Money flows into equity markets are positive early in January. Year end bonuses and upwardly revised pension contributions add to equity buying.
The Bottom Line
‘Tis the season to adjust equity portfolios! Sectors reaching an end to their period of seasonal strength include gold, natural gas, agriculture, Canadian financial services and (in mid January) information technology. All have been profitable. Watch for technical signs to fine tune exit points. Other sectors are just entering their period of seasonal strength including small cap, silver, platinum and (after mid January) energy. (Ed Note: be sure to check out “An Outlook for North American Equity Markets for 2010” at the bottom of Don’s Website HERE.
The Dow Jones Industrial Average lost 92.04 points (0.87%) last week. All of the loss occurred in the last 30 minutes of trading on Thursday. Intermediate trend remains up. Its 50 day moving average has proven to be a significant support level. Short term momentum indicators are overbought and have rolled over. A test of its 50 day moving average is imminent. Seasonal influences are positive. Strength relative to the S&P 500 Index is negative, typical at this time of year.
The TSX Composite Index slipped 8.50 points (0.08%) last week. Intermediate trend is up. Resistance is at 11,816.33.The Index remains above its 50 and 200 day moving averages. Short term momentum indicators are overbought, but have yet to show signs of rolling over. Strength relative to the S&P 500 Index remains negative, but is showing early signs of improvement. Seasonal influences remain positive.
The U.S. Dollar added $0.10 last week. Short term resistance could be forming at 78.45 and near its 200 day moving average at 79.17. Short term momentum indicators are overbought and showing early signs of rolling over. Year end transaction by international companies placed a short term cap on the Dollar. A short term correction to its 50 day moving average at 76.04 is possible. However, its intermediate downtrend has been broken and the next trend has yet to be determined.
The Canadian Dollar eased 0.23 last week. However, volatility was exceptionally high. Early last week, the Dollar broke above resistance at 96.08 did not hold. Its three month trading range remains between 92.16 and 97.69. Rumors of buying by the Russian and Chinese central banks continue to circulate. Short term momentum indicators are neutral.

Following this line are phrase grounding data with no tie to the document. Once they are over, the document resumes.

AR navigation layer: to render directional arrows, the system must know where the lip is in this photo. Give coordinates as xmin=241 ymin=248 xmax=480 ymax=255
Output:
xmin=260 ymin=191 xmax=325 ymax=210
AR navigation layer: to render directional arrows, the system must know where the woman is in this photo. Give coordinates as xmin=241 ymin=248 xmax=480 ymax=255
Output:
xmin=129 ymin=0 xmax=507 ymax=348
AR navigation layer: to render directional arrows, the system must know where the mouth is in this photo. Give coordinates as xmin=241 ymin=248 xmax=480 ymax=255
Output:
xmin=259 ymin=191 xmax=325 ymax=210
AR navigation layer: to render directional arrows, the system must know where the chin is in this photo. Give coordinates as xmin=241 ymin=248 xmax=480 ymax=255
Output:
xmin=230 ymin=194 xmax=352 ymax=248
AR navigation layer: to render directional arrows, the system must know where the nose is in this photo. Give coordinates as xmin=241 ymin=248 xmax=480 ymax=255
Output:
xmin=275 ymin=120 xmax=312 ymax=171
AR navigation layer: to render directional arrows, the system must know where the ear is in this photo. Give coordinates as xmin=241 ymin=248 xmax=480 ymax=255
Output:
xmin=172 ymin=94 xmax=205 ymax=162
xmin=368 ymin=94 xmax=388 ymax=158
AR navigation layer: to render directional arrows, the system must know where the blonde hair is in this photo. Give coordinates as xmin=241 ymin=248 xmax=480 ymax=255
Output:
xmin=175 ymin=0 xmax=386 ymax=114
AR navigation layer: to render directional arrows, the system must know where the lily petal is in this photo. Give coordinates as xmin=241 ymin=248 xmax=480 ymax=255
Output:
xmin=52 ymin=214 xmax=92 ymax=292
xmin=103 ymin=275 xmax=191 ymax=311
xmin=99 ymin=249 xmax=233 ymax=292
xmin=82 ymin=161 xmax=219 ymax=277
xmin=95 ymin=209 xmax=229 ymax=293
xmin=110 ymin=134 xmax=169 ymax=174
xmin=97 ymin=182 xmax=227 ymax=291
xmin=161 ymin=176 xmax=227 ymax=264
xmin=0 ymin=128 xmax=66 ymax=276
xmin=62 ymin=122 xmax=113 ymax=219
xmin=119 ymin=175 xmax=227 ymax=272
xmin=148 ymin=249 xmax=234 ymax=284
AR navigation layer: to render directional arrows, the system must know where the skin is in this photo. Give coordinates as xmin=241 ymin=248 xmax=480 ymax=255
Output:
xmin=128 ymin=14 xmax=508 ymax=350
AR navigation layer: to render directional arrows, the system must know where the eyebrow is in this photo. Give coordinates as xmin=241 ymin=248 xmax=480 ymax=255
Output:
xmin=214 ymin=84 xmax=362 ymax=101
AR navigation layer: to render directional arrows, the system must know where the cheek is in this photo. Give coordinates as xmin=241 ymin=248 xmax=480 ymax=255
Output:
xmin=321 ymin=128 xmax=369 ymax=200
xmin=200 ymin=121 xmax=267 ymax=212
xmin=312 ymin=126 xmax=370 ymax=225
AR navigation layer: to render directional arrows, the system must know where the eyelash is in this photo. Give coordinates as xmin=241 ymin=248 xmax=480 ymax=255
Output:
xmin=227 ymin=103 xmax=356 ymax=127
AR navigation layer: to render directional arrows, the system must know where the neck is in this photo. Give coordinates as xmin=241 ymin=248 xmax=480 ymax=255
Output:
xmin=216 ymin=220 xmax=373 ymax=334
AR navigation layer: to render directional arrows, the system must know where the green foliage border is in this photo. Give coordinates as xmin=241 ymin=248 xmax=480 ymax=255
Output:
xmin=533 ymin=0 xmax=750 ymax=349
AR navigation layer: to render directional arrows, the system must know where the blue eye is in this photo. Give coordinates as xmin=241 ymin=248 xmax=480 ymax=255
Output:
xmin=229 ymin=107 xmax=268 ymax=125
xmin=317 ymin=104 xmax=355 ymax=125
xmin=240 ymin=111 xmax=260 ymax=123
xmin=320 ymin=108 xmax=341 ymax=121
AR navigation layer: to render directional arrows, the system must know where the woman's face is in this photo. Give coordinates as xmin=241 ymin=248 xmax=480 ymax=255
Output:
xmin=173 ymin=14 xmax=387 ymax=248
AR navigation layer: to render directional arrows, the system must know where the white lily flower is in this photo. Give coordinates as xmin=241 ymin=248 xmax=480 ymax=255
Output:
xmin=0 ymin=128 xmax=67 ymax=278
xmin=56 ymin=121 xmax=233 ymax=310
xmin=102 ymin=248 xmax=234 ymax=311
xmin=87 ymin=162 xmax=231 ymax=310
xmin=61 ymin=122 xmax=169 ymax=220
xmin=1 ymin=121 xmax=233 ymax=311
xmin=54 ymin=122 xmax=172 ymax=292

Gold and silver continue to show short term technical signs of bottoming. Modest weakness in the U.S. Dollar contributed to the recovery. Intermediate trend remains up. Short term support is forming at $1,075. Short term momentum indicators are recovering from oversold levels. Gold is approaching the end of one of its two periods of seasonal strength. A short term recovery is an opportunity to switch gold into silver.